Namun dalam kenyataannya, posisi Rusia di kawasan ini perlahan tergeser.
Di tengah dentuman bom dan asap yang membumbung akibat Operasi Rising Lion yang dilancarkan Israel, para pejabat Rusia tidak tinggal diam. Mereka menyebut eskalasi konflik terbaru di Timur Tengah sebagai sesuatu yang “mengkhawatirkan” dan “berbahaya.” Namun, di balik kekhawatiran itu, cepat atau lambat, muncul perhitungan politik dan keuntungan strategis yang mulai dikalkulasi oleh Moskow.

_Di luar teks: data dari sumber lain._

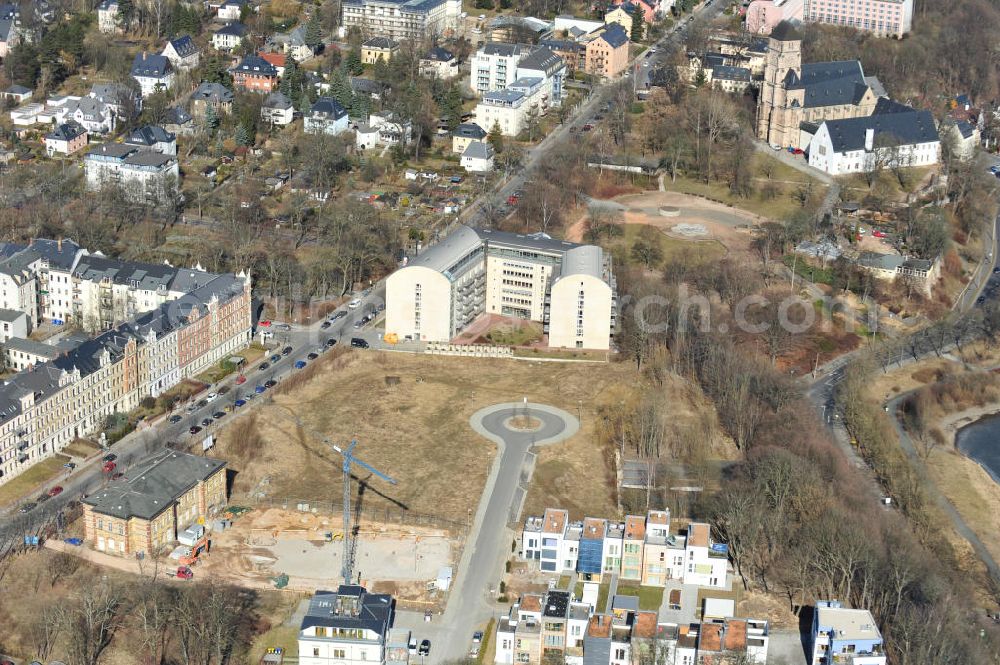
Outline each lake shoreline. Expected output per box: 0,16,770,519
949,404,1000,484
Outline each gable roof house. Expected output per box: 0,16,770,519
131,52,174,98
2,84,31,103
67,96,117,134
419,46,458,79
44,122,88,157
461,140,494,173
97,0,120,33
268,24,314,62
260,91,294,126
212,22,247,51
452,122,487,154
298,586,394,663
0,5,21,59
190,81,234,120
304,97,349,136
231,55,278,93
807,100,939,176
162,35,200,70
361,36,399,64
162,106,194,134
124,125,177,156
90,83,140,119
217,0,247,21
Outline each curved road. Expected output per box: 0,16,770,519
431,403,578,663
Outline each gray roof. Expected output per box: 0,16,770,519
73,97,110,121
234,55,278,76
90,83,135,106
612,595,640,613
362,36,398,49
263,91,293,109
0,308,24,322
424,46,453,62
5,337,63,358
82,450,226,520
167,35,198,58
482,89,525,104
454,122,486,139
558,245,603,280
46,122,86,142
858,252,904,271
5,84,29,95
480,228,580,254
124,152,175,167
462,140,493,160
712,65,750,82
164,106,192,125
87,143,135,159
310,96,347,119
131,52,171,78
351,77,388,95
215,22,247,37
407,225,483,274
301,586,393,635
341,0,450,14
481,42,526,57
192,81,234,104
598,23,628,48
125,124,176,147
822,109,938,153
793,60,869,108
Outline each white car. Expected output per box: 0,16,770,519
206,392,218,401
348,298,362,309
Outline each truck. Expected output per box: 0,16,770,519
178,535,209,566
178,524,206,546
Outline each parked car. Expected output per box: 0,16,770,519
351,338,369,348
255,385,266,394
111,472,124,480
282,346,293,355
259,320,271,327
234,399,246,408
419,640,431,656
48,486,63,497
321,321,331,329
331,311,347,321
103,453,117,462
275,323,291,330
270,354,281,363
36,493,50,503
201,418,213,427
473,632,483,643
102,461,116,473
408,638,418,654
213,411,226,419
265,379,277,388
169,414,182,423
63,461,76,470
258,362,270,371
64,537,83,546
197,399,208,408
206,392,218,401
326,338,337,347
189,425,202,434
294,360,307,369
18,502,36,513
307,352,318,360
176,566,194,580
348,298,362,309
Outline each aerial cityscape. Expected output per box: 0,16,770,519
0,0,997,662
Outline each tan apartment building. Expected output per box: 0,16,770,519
583,24,630,78
621,514,645,581
361,37,399,64
82,450,227,556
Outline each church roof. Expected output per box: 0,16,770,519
791,60,870,108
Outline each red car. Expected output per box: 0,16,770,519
176,566,194,580
235,375,247,385
259,320,271,327
873,230,887,238
103,461,116,473
47,486,63,497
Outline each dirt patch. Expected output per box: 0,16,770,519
218,352,634,523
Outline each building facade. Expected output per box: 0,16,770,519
341,0,461,41
386,226,615,350
810,601,886,665
85,144,180,204
299,586,394,665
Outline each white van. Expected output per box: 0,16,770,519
178,524,205,546
348,298,362,309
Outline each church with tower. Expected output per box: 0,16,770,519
755,21,884,149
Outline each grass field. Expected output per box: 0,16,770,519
666,153,827,220
217,351,634,524
616,583,665,611
0,454,70,507
574,580,611,612
605,223,728,271
61,438,101,458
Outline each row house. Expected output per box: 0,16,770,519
669,617,770,664
0,261,251,484
522,509,730,589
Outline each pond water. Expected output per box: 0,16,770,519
956,412,1000,483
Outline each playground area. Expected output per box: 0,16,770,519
199,507,456,603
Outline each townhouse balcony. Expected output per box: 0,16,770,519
16,441,28,451
17,453,28,463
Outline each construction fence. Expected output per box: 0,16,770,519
424,342,514,358
253,496,471,534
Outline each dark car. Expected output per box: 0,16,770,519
103,453,117,462
63,461,76,470
307,352,318,360
258,362,270,371
189,425,202,434
326,338,337,347
36,493,50,503
331,311,347,321
213,411,226,419
169,414,182,423
202,418,213,427
18,502,36,514
294,360,307,369
111,472,124,480
218,386,230,395
282,346,293,355
234,399,246,407
419,640,431,656
321,321,331,329
265,379,277,388
197,399,208,408
255,384,266,394
270,354,281,363
351,338,369,348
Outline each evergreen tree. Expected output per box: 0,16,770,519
234,122,251,146
298,93,312,115
630,14,644,42
116,0,134,28
330,69,353,108
304,11,324,51
279,55,304,105
694,67,706,88
204,103,220,131
342,48,363,76
487,121,504,153
202,55,234,88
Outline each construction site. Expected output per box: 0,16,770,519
197,507,457,606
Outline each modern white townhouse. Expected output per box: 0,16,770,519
298,586,394,665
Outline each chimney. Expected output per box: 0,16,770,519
864,128,875,151
57,236,62,252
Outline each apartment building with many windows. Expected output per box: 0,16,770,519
746,0,911,37
341,0,461,41
298,586,394,665
386,226,616,350
0,265,251,485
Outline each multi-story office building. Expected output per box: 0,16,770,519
341,0,461,41
385,226,616,350
747,0,911,37
0,262,251,485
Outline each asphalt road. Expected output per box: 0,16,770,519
0,285,388,544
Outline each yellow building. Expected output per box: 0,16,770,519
361,37,399,64
82,450,227,557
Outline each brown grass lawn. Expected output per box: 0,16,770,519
217,351,638,524
0,454,70,508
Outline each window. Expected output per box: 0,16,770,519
333,649,346,659
313,648,320,657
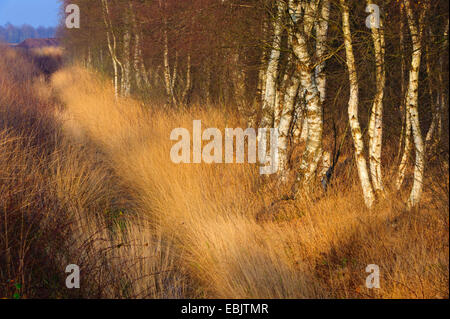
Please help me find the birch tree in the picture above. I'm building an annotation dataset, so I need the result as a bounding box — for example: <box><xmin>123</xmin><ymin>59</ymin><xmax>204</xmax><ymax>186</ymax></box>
<box><xmin>395</xmin><ymin>3</ymin><xmax>411</xmax><ymax>190</ymax></box>
<box><xmin>160</xmin><ymin>0</ymin><xmax>177</xmax><ymax>106</ymax></box>
<box><xmin>277</xmin><ymin>0</ymin><xmax>329</xmax><ymax>183</ymax></box>
<box><xmin>260</xmin><ymin>0</ymin><xmax>286</xmax><ymax>129</ymax></box>
<box><xmin>314</xmin><ymin>0</ymin><xmax>330</xmax><ymax>105</ymax></box>
<box><xmin>314</xmin><ymin>0</ymin><xmax>330</xmax><ymax>185</ymax></box>
<box><xmin>163</xmin><ymin>23</ymin><xmax>176</xmax><ymax>106</ymax></box>
<box><xmin>130</xmin><ymin>2</ymin><xmax>150</xmax><ymax>91</ymax></box>
<box><xmin>402</xmin><ymin>0</ymin><xmax>429</xmax><ymax>209</ymax></box>
<box><xmin>367</xmin><ymin>0</ymin><xmax>386</xmax><ymax>195</ymax></box>
<box><xmin>340</xmin><ymin>0</ymin><xmax>375</xmax><ymax>208</ymax></box>
<box><xmin>277</xmin><ymin>60</ymin><xmax>300</xmax><ymax>179</ymax></box>
<box><xmin>101</xmin><ymin>0</ymin><xmax>124</xmax><ymax>98</ymax></box>
<box><xmin>395</xmin><ymin>108</ymin><xmax>412</xmax><ymax>190</ymax></box>
<box><xmin>288</xmin><ymin>0</ymin><xmax>325</xmax><ymax>194</ymax></box>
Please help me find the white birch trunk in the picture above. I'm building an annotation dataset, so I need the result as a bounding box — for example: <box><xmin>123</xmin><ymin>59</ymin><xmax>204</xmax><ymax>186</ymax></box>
<box><xmin>367</xmin><ymin>0</ymin><xmax>385</xmax><ymax>194</ymax></box>
<box><xmin>341</xmin><ymin>0</ymin><xmax>375</xmax><ymax>208</ymax></box>
<box><xmin>315</xmin><ymin>0</ymin><xmax>330</xmax><ymax>105</ymax></box>
<box><xmin>277</xmin><ymin>71</ymin><xmax>301</xmax><ymax>179</ymax></box>
<box><xmin>130</xmin><ymin>3</ymin><xmax>150</xmax><ymax>90</ymax></box>
<box><xmin>320</xmin><ymin>150</ymin><xmax>331</xmax><ymax>187</ymax></box>
<box><xmin>163</xmin><ymin>22</ymin><xmax>177</xmax><ymax>106</ymax></box>
<box><xmin>395</xmin><ymin>109</ymin><xmax>412</xmax><ymax>190</ymax></box>
<box><xmin>101</xmin><ymin>0</ymin><xmax>123</xmax><ymax>99</ymax></box>
<box><xmin>395</xmin><ymin>4</ymin><xmax>410</xmax><ymax>189</ymax></box>
<box><xmin>260</xmin><ymin>0</ymin><xmax>285</xmax><ymax>129</ymax></box>
<box><xmin>404</xmin><ymin>0</ymin><xmax>428</xmax><ymax>209</ymax></box>
<box><xmin>314</xmin><ymin>0</ymin><xmax>330</xmax><ymax>184</ymax></box>
<box><xmin>289</xmin><ymin>0</ymin><xmax>323</xmax><ymax>193</ymax></box>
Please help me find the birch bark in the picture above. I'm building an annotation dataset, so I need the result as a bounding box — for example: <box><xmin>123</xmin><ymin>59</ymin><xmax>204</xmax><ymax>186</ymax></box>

Media-media arus utama Rusia pun segera menangkap sisi positif dari kekacauan ini. Harga minyak global yang naik tajam, misalnya, dipandang sebagai angin segar bagi perekonomian Rusia yang masih terpukul akibat sanksi Barat. Selain itu, ada harapan terselubung: perhatian dunia yang selama ini tertuju ke Ukraina mulai teralihkan. Salah satu harian ternama, Moskovsky Komsomolets, bahkan menurunkan tajuk utama provokatif: “Kyiv telah dilupakan.”
Lebih jauh, jika upaya Kremlin untuk tampil sebagai penengah diterima oleh para pihak yang bertikai, Moskow dapat mengukuhkan citranya sebagai kekuatan penyeimbang di Timur Tengah, bahkan sebagai pembawa damai—meskipun ironisnya, reputasi itu bertolak belakang dengan tindakannya di Ukraina.
Namun semakin berlarutnya operasi militer Israel, semakin besar pula kesadaran bahwa Rusia tidak hanya berpotensi mendapat untung, tetapi juga menghadapi kerugian besar.
Ilmuwan politik Rusia, Andrei Kortunov, dalam tulisannya di Kommersant memperingatkan bahwa eskalasi ini menyimpan risiko tinggi bagi Moskow.